I'm not over it yet. But honestly, do you expect me to be? And even though I'm the one who called it off; and I've always preferred to be the dumper rather then the dumpie, truthfully, there isn't a better position to be in this situation. I'm not a mess all the time, in fact, I think I do pretty well most of the time. But somethings are harder to handle then necessary. You hear some random person talk about their upcoming honeymoon. Or a co-worked get's engaged. Someone in your fantasy football league had their baby (and she's beautiful). Or it's your friend's wedding anniversary. I am truly happy for their happiness, I'm not pretending to be. But part of me is also insanely jealous. The yay for them I feel is overshadowed by a longing: "I wonder if that will happen to me?" And "God I want that too, so, so, so bad I want that." But that all goes on in my mind, behind the smile that doesn't always reach my eyes.
But I don't want to hear that someone got married at what was going to be my reception sight. Or that some other bride walked down the aisle of the church I was going to in May.

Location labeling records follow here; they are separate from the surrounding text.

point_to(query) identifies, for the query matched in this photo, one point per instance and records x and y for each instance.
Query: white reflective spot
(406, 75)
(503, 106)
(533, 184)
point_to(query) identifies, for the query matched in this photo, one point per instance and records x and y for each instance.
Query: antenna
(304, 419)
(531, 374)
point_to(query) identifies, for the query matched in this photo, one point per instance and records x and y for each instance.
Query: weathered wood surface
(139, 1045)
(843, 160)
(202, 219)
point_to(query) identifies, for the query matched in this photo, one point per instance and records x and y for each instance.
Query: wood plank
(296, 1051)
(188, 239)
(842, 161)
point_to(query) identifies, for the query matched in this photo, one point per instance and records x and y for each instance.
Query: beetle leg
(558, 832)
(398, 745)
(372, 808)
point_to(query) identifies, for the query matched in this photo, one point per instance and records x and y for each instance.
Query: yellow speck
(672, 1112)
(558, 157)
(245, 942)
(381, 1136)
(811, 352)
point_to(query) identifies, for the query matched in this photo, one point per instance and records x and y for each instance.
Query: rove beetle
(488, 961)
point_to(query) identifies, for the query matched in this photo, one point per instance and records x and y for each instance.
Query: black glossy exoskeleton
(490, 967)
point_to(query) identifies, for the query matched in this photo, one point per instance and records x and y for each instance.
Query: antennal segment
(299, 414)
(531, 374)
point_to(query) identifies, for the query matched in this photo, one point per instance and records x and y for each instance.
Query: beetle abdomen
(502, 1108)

My mom continues to save the Sunday wedding announcements (why?), and ask if I knew the person since they went to my high school. And this bugs me for 2 big reasons: Dunbar was a big school, I didn't know half my graduating class, let alone the rest of the student body. And I graduated high school in 2000, like I really knew or even cared about someone who went there in 06?
And 2: It still f*cking hurts.
1 comment:
I'm sorry you're feeling down. It will happen for you - you are good people - and when it does it will be so much better than just pretending. Also you will have (or be on your way to) a rockstar job as a drug seller and will be so much better off for all of it.